Auto-generated keys use the format specified in your config:

// For text "Model Name" with namespace "form"

// camelCase (combines namespace + key without dot)
keyFormat: 'camelCase';
// => "formModelName"

// snake_case (default - uses dot separator)
keyFormat: 'snake_case';
// => "form.model_name"

// kebab-case (uses dot separator)
keyFormat: 'kebab-case';
// => "form.model-name"

// dot.case (uses dot separator)
keyFormat: 'dot.case';
// => "form.model.name"

Note: camelCase combines the namespace and key without a dot separator, making it ideal for flat structure JSON files. Other formats use a dot separator between namespace and key.

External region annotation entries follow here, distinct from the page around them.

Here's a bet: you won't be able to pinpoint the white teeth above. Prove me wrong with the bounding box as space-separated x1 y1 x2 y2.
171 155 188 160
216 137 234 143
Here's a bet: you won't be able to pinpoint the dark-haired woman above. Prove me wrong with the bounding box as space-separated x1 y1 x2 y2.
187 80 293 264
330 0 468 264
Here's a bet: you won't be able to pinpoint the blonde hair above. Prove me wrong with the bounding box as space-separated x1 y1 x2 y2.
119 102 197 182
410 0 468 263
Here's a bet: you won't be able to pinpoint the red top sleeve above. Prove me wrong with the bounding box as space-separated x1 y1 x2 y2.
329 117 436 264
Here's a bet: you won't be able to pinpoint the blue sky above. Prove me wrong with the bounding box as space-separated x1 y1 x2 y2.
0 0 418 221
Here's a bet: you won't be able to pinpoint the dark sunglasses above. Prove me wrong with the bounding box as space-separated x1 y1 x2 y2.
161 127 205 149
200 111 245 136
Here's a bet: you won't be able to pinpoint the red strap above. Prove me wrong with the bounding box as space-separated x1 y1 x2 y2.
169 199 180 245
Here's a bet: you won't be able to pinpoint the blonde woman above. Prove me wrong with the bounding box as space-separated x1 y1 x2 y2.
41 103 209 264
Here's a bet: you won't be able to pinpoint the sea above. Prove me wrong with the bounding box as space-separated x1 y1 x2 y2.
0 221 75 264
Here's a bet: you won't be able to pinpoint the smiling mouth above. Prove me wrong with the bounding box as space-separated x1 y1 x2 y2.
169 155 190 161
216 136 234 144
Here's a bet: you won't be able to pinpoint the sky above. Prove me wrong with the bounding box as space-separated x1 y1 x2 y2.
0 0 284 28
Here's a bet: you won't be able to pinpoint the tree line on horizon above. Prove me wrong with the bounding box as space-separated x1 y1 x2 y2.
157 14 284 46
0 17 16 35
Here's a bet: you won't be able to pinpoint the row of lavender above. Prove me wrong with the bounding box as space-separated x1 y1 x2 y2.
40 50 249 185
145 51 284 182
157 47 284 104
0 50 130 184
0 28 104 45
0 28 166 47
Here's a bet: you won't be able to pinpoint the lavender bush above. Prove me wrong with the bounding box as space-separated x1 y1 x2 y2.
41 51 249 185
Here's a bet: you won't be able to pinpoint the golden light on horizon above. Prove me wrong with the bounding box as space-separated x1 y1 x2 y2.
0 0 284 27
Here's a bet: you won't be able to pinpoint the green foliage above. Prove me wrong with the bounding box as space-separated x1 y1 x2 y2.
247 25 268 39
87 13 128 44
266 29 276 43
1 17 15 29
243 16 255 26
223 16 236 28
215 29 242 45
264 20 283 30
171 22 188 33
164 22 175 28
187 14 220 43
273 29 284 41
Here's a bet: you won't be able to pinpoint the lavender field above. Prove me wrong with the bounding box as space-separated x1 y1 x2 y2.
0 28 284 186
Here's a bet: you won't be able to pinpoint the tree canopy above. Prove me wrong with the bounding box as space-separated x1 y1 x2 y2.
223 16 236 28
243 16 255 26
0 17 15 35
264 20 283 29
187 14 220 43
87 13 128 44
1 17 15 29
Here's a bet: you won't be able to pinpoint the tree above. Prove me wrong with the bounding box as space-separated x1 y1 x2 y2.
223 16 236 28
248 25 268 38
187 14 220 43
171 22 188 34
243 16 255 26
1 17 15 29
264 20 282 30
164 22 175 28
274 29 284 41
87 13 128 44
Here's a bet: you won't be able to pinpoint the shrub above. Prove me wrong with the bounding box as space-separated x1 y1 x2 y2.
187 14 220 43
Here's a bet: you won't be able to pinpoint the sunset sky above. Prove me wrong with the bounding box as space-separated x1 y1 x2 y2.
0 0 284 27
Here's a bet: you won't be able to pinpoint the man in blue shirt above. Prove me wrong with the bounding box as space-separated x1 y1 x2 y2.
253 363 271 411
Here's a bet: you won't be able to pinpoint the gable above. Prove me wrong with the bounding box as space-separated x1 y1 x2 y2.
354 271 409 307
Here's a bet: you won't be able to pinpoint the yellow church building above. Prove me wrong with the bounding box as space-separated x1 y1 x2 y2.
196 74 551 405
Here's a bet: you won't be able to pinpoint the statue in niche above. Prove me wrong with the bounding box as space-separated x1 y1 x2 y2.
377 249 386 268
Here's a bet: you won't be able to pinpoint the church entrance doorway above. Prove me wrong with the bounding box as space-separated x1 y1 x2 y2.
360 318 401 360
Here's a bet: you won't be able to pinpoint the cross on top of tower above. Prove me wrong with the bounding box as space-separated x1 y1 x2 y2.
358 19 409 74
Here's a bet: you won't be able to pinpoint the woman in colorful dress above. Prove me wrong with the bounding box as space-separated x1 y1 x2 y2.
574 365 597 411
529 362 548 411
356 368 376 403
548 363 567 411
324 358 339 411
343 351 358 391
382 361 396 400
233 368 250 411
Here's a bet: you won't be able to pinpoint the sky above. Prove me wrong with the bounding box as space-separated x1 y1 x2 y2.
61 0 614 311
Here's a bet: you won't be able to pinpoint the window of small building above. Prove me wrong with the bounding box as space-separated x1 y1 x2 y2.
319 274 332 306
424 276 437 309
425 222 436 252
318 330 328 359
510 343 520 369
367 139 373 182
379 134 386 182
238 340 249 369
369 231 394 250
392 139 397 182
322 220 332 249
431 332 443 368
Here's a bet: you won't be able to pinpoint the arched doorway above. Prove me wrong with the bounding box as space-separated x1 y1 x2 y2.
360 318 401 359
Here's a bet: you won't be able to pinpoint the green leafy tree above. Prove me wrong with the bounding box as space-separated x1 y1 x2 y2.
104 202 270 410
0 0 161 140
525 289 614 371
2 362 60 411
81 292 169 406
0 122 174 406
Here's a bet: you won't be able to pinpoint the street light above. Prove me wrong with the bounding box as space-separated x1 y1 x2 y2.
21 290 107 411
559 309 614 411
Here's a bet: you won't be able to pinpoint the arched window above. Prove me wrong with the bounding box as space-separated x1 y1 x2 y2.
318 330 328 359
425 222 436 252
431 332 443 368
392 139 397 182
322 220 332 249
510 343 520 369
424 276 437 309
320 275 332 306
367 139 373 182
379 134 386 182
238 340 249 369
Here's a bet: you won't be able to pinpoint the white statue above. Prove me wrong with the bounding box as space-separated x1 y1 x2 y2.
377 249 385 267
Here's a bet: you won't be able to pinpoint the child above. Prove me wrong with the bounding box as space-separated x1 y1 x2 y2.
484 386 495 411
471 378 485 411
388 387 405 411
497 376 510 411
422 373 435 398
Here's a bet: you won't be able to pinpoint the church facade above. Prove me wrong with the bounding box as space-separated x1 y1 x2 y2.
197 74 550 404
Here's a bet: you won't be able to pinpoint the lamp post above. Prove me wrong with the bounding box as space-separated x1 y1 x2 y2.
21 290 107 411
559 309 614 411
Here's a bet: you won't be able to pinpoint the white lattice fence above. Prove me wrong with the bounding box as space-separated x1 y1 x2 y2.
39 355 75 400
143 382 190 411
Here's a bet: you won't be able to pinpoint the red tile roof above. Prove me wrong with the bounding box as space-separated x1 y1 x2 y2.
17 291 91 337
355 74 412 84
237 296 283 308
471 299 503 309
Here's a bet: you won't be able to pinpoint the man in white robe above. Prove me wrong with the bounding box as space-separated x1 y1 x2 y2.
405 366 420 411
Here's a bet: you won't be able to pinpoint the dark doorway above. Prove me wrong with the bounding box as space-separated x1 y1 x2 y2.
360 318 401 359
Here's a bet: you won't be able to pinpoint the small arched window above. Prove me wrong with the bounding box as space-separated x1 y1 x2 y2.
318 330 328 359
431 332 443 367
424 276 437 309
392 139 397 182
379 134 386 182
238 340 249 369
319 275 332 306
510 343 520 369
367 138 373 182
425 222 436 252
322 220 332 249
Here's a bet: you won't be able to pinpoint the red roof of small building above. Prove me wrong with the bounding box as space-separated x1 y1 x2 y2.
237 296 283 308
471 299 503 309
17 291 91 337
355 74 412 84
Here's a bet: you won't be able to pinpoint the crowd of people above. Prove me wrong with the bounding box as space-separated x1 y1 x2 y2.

This ensures consistency across your translation keys and matches your project's naming conventions.

Integration Examples

React + TypeScript

// src/i18n.ts
import { useContext } from 'react';
import { I18nContext } from './I18nProvider';

export function useI18n() {
  return useContext(I18nContext);
}

// Component usage (auto-generated by intl-pipeline)
import { useI18n } from '../i18n';

export function SaveButton() {
  const { t } = useI18n();
  return <button onClick={handleSave}>{t('saveButton.save_changes')}</button>;
}

CI/CD Integration

# .github/workflows/i18n.yml
name: i18n Sync

on:
  push:
    branches: [main]
    paths:
      - 'src/**/*.{ts,tsx}'

jobs:
  sync:
    runs-on: ubuntu-latest
    steps:
      - uses: actions/checkout@v3
      - uses: actions/setup-node@v3
      - run: npm install
      - run: npx intl-pipeline sync
      - name: Create Pull Request
        uses: peter-evans/create-pull-request@v5
        with:
          title: 'chore: Update translations'
          commit-message: 'chore: sync i18n translations'

Git Hooks

# .husky/pre-commit
#!/bin/sh
npx intl-pipeline detect || exit 1

Troubleshooting

LLM Provider Issues

Ollama not available:

ollama serve  # Start Ollama
ollama pull gemma3:4b  # Download model

Cloud provider errors: Check your API key in .env.i18n and verify you have sufficient quota.

Translation Issues

Template variable mismatch: The tool preserves variables like {{count}} and ${name}. If validation fails, review and correct the translations manually.

Incorrect translations: AI translations may not always be contextually accurate. Always review translations before deploying to production.

Contributing

Contributions welcome! Please read CONTRIBUTING.md first.

License

MIT © Vasily Mitronov

Acknowledgments

Inspired by real-world i18n challenges and built to streamline the internationalization process for modern web applications.